Cybersecurity Best Practices Against Supply-Chain Attacks

Supply-chain attacks aren’t easy to protect against. Your organization’s software vendors, even the top big IT software vendors, are as vulnerable to supply-chain attacks.

Here are some of the cybersecurity best practices against supply-chain attacks:

  • Maintain an inventory of all software licenses
  • Find out how each software license is supported by its vendor. For example, are regular or out-of-schedule patches provided?
  • Configure software to automatically check for patches or security updates.
  • Follow the software vendor’s instructions on how to harden the security of the software.
  • If software vendor specifies URLs or IP ranges and ports to and from which software should communicate, establish firewall rules to make sure that such communications don’t happen outside these parameters.
  • Implement basic network segmentation, that is, sub-dividing your organization’s network into sub-networks to ensure that in case one sub-network is compromised, the other sub-networks won’t be compromised.
  • Identify and remove unauthorized software that isn’t part of your organization’s software inventory.
  • Have a contingency and continuity plan to switch to a new software vendor when critical software becomes unavailable or compromised.
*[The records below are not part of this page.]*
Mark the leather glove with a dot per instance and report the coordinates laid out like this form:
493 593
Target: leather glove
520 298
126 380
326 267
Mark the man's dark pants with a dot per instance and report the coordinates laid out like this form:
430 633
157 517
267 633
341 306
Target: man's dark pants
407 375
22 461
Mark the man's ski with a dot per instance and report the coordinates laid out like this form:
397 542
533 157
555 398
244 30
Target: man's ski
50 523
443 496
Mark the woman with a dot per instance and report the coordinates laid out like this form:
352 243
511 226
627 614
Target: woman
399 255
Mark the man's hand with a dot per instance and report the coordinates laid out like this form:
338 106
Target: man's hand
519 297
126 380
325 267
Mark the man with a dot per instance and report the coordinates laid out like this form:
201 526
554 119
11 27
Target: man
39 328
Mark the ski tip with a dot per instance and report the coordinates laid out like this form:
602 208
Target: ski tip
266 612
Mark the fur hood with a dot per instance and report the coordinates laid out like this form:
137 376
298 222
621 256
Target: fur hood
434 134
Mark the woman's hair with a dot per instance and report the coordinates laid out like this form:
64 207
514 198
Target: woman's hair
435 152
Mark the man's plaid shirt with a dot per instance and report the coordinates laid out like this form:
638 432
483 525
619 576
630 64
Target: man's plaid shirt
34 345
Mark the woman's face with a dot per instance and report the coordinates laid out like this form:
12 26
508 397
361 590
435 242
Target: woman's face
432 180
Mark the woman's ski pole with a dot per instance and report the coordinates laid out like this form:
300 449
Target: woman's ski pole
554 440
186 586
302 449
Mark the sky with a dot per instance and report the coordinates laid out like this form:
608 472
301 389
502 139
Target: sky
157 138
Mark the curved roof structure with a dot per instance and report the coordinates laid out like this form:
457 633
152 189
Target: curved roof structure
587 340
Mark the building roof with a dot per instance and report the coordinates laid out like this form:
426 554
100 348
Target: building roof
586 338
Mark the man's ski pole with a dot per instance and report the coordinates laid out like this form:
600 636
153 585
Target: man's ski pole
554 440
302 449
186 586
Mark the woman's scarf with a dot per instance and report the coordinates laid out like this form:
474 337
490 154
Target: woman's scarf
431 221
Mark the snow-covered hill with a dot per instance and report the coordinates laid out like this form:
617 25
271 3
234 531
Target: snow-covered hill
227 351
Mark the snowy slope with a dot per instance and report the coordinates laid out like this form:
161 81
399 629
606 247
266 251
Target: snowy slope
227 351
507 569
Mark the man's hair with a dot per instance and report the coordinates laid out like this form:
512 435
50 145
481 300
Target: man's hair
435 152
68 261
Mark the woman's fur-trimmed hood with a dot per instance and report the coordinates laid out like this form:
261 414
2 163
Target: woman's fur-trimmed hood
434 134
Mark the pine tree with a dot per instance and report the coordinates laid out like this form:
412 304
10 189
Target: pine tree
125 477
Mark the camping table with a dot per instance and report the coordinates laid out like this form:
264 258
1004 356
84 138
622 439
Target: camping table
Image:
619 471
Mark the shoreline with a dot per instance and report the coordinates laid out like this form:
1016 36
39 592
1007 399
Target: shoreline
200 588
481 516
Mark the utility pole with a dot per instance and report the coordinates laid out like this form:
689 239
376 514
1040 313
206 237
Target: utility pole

Supply-chain attackers target not just software. They also target hardware. Attackers compromised hardware components with the end view of compromising hardware users. In 2016, attackers hijacked the design of a mobile phone. The phones sold to customers encrypted users’ text and call details and transmitted the data to a server every 72-hours.

Most of the cybersecurity best practices against software supply-chain attacks also apply to hardware supply-chain attacks.